The American Academy of Arts and Sciences just released a report addressing how language learning influences “economic growth, cultural diplomacy, the productivity of future generations, and the fulfillment of all Americans.” This report grew out of a larger effort to create a set of indicators on the health of the humanities in US society.
The report makes the case that the ability to communicate in “world languages,” in addition to English, will be critical to successful leadership in the 21st century. This is consistent with a view of “world-readiness.” However, it’s also true for effective leadership in any diverse country with multiple language groups.
The report notes that the US has lagged behind other countries in language skills, with 79% of those older than 4 years speaking only English. The goal, espoused by the report, is that all persons would be exposed to a second language and the cultures surrounding that language. The logic of this recommendation is that the 21st century will require facile interaction with cultures throughout the world. It follows that language learning has to be an embedded part of a modern educational philosophy.
The discussion notes that languages either become de-emphasized or become “hot” because of world events. The Cold War led to investments and interest in Russian and related languages; the events of September 11, 2001 led to a rise in popularity of Arabic language skills. Such temporal shocks cause uncertainty in the human resource needs in language skill development. A more orderly environment would provide guidance to students on what language skills would be most useful when paired with their career aspirations. In essence, this would be an embedding of language and cultural skills in all globally oriented higher education.
Finally, the report notes that language, culture, and the nature of disciplinary nomenclatures across countries are all part of a single whole. It argues that immersion in another culture, especially when one is exposed to work groups in one’s field, can be a life-long career benefit. The report reminds us that real global leadership requires the ability to communicate with other cultures in their own language, to understand their cultural contexts, and to competently navigate different traditions of various communities.
Georgetown is proud of the high percentage of students who study outside of the US. The report reminds us that those experiences may have greatest impact if they involve immersion in language, culture, and a professional sector relevant to the student’s future life’s activities. Integrating these experiences more fully into one’s curriculum may have benefits.
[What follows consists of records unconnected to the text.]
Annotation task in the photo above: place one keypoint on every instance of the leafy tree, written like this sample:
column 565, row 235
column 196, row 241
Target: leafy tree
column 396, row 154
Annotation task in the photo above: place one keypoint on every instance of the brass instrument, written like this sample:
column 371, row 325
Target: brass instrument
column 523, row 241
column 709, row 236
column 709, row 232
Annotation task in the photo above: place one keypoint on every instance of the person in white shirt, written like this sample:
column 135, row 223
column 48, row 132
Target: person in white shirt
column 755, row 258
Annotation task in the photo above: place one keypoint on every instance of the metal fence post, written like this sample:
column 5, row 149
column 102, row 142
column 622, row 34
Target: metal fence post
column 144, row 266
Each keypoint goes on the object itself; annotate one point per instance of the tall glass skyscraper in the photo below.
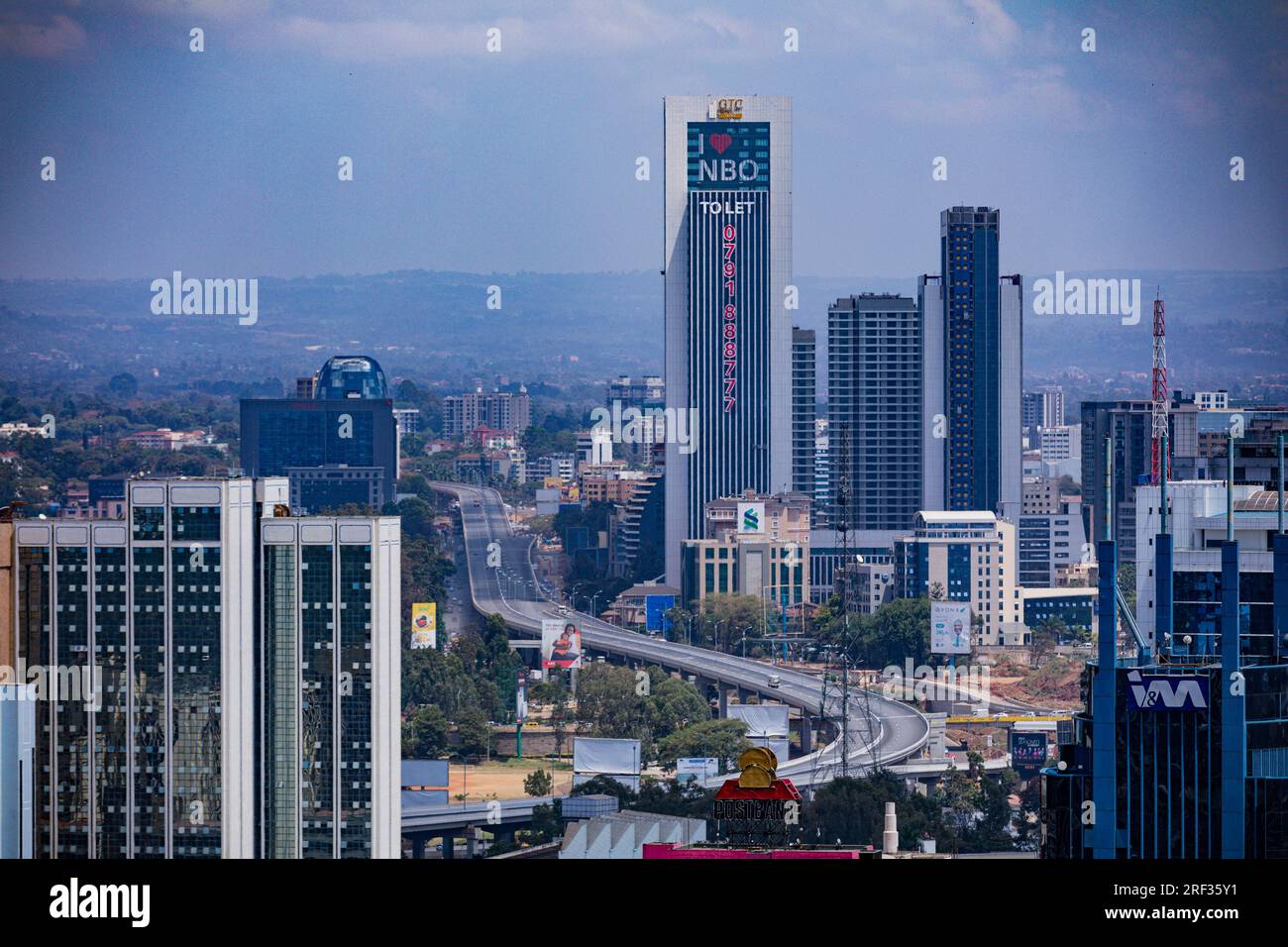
(804, 408)
(160, 731)
(875, 406)
(728, 334)
(982, 364)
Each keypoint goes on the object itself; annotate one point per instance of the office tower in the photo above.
(347, 427)
(822, 475)
(595, 446)
(638, 530)
(642, 393)
(1196, 522)
(407, 420)
(1050, 534)
(1128, 424)
(156, 746)
(752, 545)
(327, 684)
(982, 363)
(506, 411)
(934, 407)
(1043, 408)
(875, 397)
(728, 262)
(804, 410)
(1173, 759)
(970, 556)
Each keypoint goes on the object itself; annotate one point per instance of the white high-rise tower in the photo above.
(728, 328)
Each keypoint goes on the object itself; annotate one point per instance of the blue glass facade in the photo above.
(279, 434)
(728, 352)
(969, 263)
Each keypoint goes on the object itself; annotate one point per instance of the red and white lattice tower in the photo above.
(1158, 464)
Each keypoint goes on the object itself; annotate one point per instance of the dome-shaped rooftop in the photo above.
(351, 376)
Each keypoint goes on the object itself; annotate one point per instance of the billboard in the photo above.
(700, 768)
(561, 643)
(1028, 751)
(949, 628)
(1164, 692)
(520, 694)
(761, 719)
(618, 759)
(424, 625)
(751, 517)
(655, 612)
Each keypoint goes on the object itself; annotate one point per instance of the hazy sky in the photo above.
(223, 162)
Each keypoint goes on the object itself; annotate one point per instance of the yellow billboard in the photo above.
(424, 625)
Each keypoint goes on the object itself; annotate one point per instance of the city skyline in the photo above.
(590, 525)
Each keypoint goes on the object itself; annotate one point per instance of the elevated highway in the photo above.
(881, 731)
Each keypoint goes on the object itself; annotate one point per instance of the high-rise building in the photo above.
(642, 393)
(1128, 424)
(934, 408)
(1043, 407)
(982, 363)
(505, 411)
(970, 557)
(728, 262)
(348, 424)
(754, 545)
(822, 474)
(804, 410)
(1196, 521)
(875, 406)
(1050, 534)
(172, 738)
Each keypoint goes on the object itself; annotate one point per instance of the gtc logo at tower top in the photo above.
(1162, 692)
(724, 108)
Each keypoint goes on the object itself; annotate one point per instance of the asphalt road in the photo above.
(881, 731)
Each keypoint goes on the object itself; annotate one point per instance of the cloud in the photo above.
(24, 34)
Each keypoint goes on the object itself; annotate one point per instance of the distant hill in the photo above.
(578, 326)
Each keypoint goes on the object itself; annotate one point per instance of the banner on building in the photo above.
(424, 625)
(949, 628)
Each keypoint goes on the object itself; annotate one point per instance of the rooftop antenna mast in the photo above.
(1159, 466)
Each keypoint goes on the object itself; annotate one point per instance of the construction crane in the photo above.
(1159, 466)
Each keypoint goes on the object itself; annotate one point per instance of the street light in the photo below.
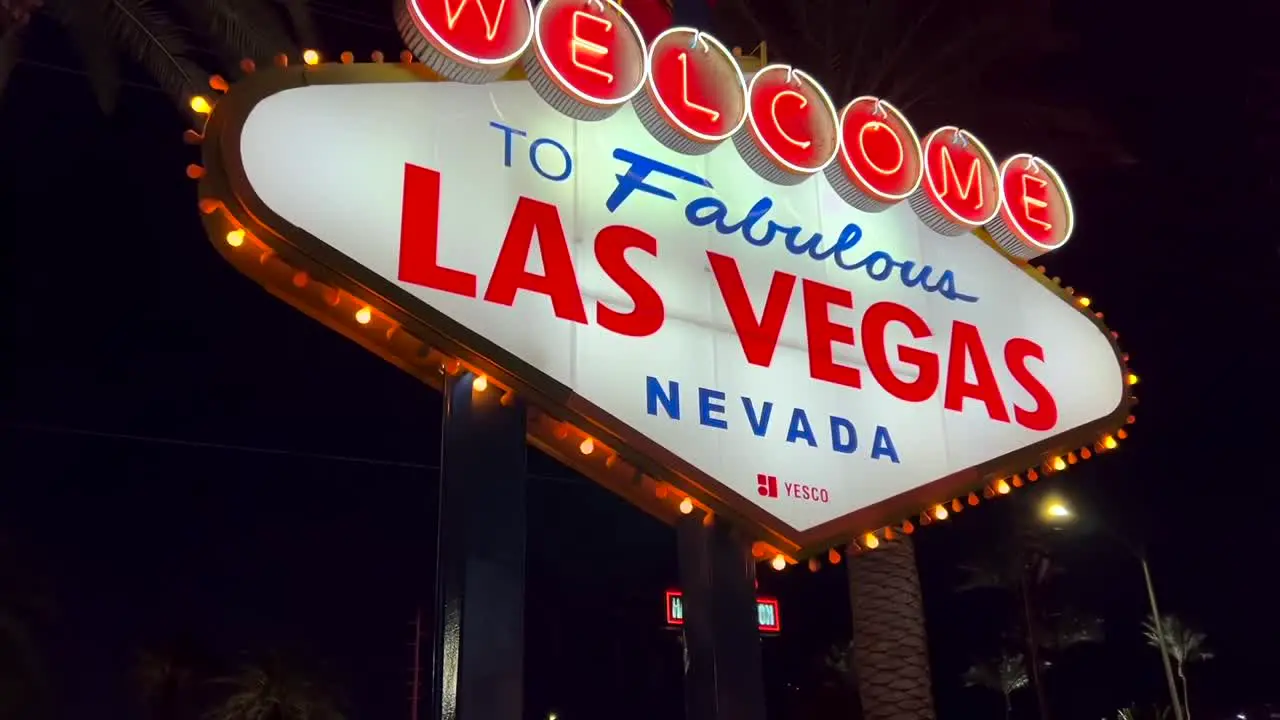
(1056, 511)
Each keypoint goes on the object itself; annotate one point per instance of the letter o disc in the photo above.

Georgetown has programs with credit-bearing requirements outside the US, both at the undergraduate and graduate level. We have living-learning communities that foster both culture and language. We have student-run affinity groups that reinforce inter-cultural dialogue. We have faculty whose scholarship (joint with students) is focused on different cultures and their languages. The report reminds us of how important these features of the Georgetown environment will be in the future.